Online | January 29, 2025 | 1:00 pm - 3:00 pm ET

Gain confidence entering conversations about favoritism and fairness in the workplace. 


During this two-hour virtual workshop, Dr. Sandra Miles, Head of Practice for Team Development at Academic Impressions, will lead us as we explore the ways feelings of defensiveness and discomfort can be very common when engaging in conversations around favoritism and unfairness. Even those who have done extensive reading on topics related to conflict management can find themselves fumbling if they haven’t yet reflected on how their personal feelings may impact the ways they show up in the world—and in these difficult conversations. To get more comfortable engaging in these dialogues, we must first lean into the discomfort of individual reflection and actions that prepare us to enter into them in an open and effective way. 

Join us for a two-hour virtual training where we will explore four key concepts and how they come into play during conversations around topics that are deeply personal: 

  • Identifying favoritism  
  • Understanding personal perspectives 
  • Managing emotions 
  • Focusing on fairness 

You will be given a workbook of activities, tools, and resources to help you move beyond simply understanding these key concepts. Throughout the workshop, you will begin the hard work of interpreting how favoritism can show up in every aspect of the work we do, and how an orientation around fairness improves relationships, morale, and trust. 

Who should attend?

Whether you are a faculty member, frontline staff, or campus leader, this virtual training will help you to move beyond a baseline readiness to effectively engage in difficult conversations. You will be equipped with tools and best practices to help you feel more comfortable participating in these dialogues in the future.
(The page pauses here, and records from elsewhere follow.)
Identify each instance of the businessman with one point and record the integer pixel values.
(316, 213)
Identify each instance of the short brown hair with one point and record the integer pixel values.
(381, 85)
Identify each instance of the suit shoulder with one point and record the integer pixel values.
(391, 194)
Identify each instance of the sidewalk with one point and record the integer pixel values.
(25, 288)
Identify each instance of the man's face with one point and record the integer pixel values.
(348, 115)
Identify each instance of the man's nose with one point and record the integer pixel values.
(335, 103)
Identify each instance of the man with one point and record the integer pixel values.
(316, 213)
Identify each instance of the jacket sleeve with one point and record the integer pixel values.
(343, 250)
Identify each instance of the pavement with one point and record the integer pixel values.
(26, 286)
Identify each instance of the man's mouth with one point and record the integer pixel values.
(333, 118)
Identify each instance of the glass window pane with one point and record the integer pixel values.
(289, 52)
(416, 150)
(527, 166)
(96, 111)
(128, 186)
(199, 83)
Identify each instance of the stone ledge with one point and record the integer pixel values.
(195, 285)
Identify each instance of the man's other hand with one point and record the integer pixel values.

Through group conversation, we’ll discuss the following:

Identifying Favoritism

  • Where does favoritism come from? How does it play out on your campus, in your career, and in your personal life?



Personal Perspectives

  • How might personal history and societal norms impact our approach to conversations that feel deeply personal? What nuances should be considered when entering these conversations with students or colleagues?
  • In what ways do your social identities impact your personal and professional life? How do they show up during difficult conversations?



Managing Emotions

  • How can we engage in conversations in a non-triggering way?
  • What steps can we take to remove our defensive posture and come to the table ready to effectively listen and learn with—and from—one another?
  • When should you step up, and when should you step back, during these dialogues?



Focusing on Fairness

  • The process of unpacking your own preferences is a constant journey and doesn’t happen in a two-hour workshop. Choosing favorites usually has more to do with personal comfort than a desire to be unfair. Building upon the best practices and key considerations we have discussed so far, you will work to identify your own areas of strength and discomfort in this space. Through a series of discussion prompts and individual reflection activities, you will develop an individual action plan to help move you forward on your journey towards becoming more effective during conversations that are emotionally charged and deeply personal.